[plt-scheme] to define, or to let

From: Bradd W. Szonye (bradd+plt at szonye.com)
Date: Sun Mar 21 16:11:26 EST 2004

Bradd wrote:
>> ... While I am personally opposed to left-to- right LET and LETREC, I
>> feel that implementors should have the freedom to implement them that
>> way, as extensions.

Paul Schlie wrote:
> Out of curiosity, what possible value can be derived from continuing
> to enable implementations to ambiguously evaluate of code like:
>  (let [(a (read in)) (b (read in))]
>       (list a b))
> or:
>  (list (read in) (read in))
> Personally I see none.

In any function or expression, some operations require a specific
sequence, and some don't. For example, in (* (+ a b) (+ c d)), the
additions must finish before the multiplication, but it doesn't matter
which addition you perform first.

In my opinion, it's very useful to encode that information explicitly in
the code. It helps code reviewers and maintainers to understand control
flow in the function, which ultimately helps them evaluate and modify
the code. One of the things I like about Scheme is that it supports this
explicit encoding. When sequencing is important, you can use LET*,
BEGIN, or subexpressions to express the dependency. For unsequenced
code, you can use LET, LETREC, or function application.

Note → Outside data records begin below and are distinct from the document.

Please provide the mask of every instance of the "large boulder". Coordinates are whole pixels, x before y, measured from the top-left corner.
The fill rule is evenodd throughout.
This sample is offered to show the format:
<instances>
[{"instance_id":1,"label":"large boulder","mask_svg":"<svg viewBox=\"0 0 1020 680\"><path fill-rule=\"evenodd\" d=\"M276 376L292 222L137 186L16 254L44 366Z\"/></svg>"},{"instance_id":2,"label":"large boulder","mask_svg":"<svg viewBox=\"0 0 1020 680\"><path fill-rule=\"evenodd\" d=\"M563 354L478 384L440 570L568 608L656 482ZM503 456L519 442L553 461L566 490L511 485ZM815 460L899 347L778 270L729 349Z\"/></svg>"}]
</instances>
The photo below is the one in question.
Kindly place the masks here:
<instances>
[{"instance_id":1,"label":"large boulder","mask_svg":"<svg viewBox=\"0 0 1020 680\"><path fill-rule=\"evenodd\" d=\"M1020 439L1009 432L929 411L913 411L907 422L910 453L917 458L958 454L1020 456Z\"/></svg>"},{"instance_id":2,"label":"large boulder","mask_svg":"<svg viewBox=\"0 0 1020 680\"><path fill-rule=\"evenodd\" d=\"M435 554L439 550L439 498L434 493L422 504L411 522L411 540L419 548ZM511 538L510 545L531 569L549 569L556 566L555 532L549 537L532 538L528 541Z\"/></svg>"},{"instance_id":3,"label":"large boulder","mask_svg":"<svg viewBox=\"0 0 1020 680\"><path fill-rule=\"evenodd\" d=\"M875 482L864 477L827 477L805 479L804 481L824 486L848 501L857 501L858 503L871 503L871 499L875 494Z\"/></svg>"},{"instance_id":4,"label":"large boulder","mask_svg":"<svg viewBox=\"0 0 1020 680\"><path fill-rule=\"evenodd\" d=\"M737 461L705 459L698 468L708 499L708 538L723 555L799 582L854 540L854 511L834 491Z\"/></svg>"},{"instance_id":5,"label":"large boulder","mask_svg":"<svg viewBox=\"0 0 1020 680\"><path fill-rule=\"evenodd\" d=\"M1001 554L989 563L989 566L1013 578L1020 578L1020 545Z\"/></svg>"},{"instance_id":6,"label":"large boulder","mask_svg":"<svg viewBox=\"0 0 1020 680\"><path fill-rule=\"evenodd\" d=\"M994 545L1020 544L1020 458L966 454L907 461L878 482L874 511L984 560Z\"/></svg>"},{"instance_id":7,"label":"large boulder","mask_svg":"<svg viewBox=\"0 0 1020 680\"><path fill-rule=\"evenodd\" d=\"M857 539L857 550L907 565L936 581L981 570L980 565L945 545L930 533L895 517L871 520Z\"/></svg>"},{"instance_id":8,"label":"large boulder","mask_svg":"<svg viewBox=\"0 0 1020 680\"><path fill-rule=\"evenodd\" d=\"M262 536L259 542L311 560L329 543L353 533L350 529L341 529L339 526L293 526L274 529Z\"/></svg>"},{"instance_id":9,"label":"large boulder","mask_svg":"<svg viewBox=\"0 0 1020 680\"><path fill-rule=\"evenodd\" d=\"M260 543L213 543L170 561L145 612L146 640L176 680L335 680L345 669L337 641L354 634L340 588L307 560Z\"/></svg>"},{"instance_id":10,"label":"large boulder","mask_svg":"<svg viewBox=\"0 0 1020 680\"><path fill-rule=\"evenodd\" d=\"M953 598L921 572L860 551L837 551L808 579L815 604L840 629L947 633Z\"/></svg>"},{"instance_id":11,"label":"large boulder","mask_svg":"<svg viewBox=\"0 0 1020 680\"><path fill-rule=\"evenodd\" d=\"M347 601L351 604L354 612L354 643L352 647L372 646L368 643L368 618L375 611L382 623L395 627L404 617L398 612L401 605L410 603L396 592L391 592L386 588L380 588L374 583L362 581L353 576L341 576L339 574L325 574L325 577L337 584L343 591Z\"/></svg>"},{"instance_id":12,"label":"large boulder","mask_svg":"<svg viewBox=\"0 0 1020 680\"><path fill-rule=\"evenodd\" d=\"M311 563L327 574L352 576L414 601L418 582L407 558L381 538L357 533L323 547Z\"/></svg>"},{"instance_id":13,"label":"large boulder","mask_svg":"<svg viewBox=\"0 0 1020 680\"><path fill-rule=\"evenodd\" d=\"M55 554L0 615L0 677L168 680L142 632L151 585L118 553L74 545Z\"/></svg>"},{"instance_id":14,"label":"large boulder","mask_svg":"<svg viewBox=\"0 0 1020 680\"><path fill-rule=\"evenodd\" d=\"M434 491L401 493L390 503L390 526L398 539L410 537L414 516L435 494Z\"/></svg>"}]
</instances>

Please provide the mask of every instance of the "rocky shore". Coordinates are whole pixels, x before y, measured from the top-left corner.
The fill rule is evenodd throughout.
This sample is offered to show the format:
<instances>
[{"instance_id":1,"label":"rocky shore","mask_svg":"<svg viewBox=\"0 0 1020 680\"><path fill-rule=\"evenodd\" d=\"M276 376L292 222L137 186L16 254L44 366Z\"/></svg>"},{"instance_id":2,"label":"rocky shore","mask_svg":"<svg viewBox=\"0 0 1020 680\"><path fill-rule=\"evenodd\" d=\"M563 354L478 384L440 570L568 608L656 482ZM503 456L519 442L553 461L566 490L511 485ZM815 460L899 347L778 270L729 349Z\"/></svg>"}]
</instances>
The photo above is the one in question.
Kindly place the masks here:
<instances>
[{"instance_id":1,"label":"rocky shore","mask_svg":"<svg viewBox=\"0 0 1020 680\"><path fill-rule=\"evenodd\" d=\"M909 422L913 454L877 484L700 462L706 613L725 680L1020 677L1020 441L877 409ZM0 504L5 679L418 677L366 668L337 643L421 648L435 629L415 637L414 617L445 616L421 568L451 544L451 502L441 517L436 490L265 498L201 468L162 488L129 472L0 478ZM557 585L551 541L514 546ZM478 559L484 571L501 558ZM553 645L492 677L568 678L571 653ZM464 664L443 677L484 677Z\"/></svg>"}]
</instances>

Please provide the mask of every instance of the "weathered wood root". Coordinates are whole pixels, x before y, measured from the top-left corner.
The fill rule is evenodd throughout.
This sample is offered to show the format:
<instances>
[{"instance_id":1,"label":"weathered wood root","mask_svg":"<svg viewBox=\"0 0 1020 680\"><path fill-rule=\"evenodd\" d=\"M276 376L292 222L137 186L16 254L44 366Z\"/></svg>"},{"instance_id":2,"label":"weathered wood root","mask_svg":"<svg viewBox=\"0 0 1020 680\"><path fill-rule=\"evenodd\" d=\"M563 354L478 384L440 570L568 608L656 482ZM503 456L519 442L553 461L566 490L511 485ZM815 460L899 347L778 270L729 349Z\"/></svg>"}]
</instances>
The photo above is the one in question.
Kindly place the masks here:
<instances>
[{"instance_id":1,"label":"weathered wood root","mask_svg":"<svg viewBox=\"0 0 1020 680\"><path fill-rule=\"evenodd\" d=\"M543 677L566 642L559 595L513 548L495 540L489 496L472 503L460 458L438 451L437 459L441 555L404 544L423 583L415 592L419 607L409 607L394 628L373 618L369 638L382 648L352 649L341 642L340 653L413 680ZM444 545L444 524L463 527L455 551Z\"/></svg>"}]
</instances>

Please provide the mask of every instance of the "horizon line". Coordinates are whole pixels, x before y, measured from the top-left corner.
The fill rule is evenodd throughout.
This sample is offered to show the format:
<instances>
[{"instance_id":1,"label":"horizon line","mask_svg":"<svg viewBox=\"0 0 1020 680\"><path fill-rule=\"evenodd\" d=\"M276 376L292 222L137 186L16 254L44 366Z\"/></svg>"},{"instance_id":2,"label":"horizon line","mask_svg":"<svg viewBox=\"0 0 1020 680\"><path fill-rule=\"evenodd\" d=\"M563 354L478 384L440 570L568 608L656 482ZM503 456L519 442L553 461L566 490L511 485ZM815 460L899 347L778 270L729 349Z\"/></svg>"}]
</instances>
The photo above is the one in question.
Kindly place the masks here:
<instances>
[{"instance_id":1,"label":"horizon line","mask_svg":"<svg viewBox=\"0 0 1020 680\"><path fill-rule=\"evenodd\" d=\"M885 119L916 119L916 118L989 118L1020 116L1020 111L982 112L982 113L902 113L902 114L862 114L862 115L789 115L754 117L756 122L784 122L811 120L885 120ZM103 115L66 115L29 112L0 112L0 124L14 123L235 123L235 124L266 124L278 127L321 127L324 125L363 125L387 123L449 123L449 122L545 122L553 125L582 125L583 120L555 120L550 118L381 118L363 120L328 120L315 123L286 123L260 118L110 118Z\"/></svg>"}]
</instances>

According to this viewpoint, the example code above is incorrect,
because the sequence matters, but it uses constructs that declare,
"sequence doesn't matter here." It's a flaw in the example, not a flaw
in the standard.

The main problem with this idea is that it's difficult to check for
violations with static analysis tools. To put it another way, the code
above is not ambiguous; it's incorrect in a way that's difficult to
diagnose mechanically. Humans can spot the problem fairly easily, if
they know what to look for, but compilers can't. That's a major
weakness. although I still think there's value in the current spec.